Utility is a human-centric notion that needs to be removed from all discussions of economics. Many environmentalists have a problem with our current theories of economics because they are human-centric. Most economists try to maximize human happiness, regardless of the effect that the actions taken to maximize human happiness have on the environment. These economists value human utility, even if the actions to maximize utility cause the destruction of forests or pollution of the oceans.
In order to ground economics in physical (reality), we need to de-humanize the field of economics.

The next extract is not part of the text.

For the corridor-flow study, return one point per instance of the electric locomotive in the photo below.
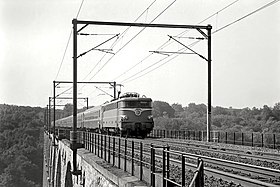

This means that we need to have a measurable quantity that includes the production capability of all life-forms and that is quantifiable, not subjective. I believe that this quantity is the rate of production of entropy. This is a non-human-centric quantity that can be measured and quantified.
This means that the goal of life should not be to maximize human happiness. Instead, the goal of life should be to maximize the rate of production of entropy.
In all different types of economics, 'price' is the rationing device that is required for us to make decisions between our competing needs and desires. All economists agree that 'price' is required because there are more needs & desires than there are objects to meet those needs & desires, i.e. there is scarcity and there is competition for limited resources.
What economists disagree about is how to best satisfy the needs of the global population. Most economists agree that the goal is to maximize the happiness (utility) of as many people as possible. However, economists can't agree on the definition of utility (let alone how to maximize it.) This means that the study of economics is like a castle built on sand. There is currently no foundation for economics, and this is a major problem. And because there is no foundation to economics, this means that we are living in a society that make decisions based on a theory that is not grounded in reality. This disconnect is readily apparent in the fact that the "laws" of economics have never been experimentally proved. There are some "laws" of economics, but these "laws" lack the power of the laws of physics listed above because these "laws" of economics are often violated. Laws of Economics
Unlike economics, there are three main laws of physics in which there has been no experimental evidence disproving these laws:
1) Conservation of energy
2) Non-decrease of the entropy of the universe (i.e. non-conservation of entropy and exergy)
3) Conservation of momentum
While these three laws of physics may not have any direct relevance to the study of economics, it's important to remember that an economy runs on exergy, and because of this, an economy can't grow unless we expand the consumption of exergy. For example, conserving "energy" is only a good thing if conserving energy (exergy) eventually leads to more productive consumption of energy (exergy) elsewhere. (Remember Jevons Paradox) Overall, we need to be increasing our consumption of energy (exergy).
This is the first of a couple of posts on economics for physicists (and hopefully for non-physicists who would like to make the field of economics more grounded in the laws of physics.) In future posts, I've cover topics like: what does physics say about neo-classical equilibrium theory and about neo-Keysenians theories? And what is the connection between rate of return on investment and risk?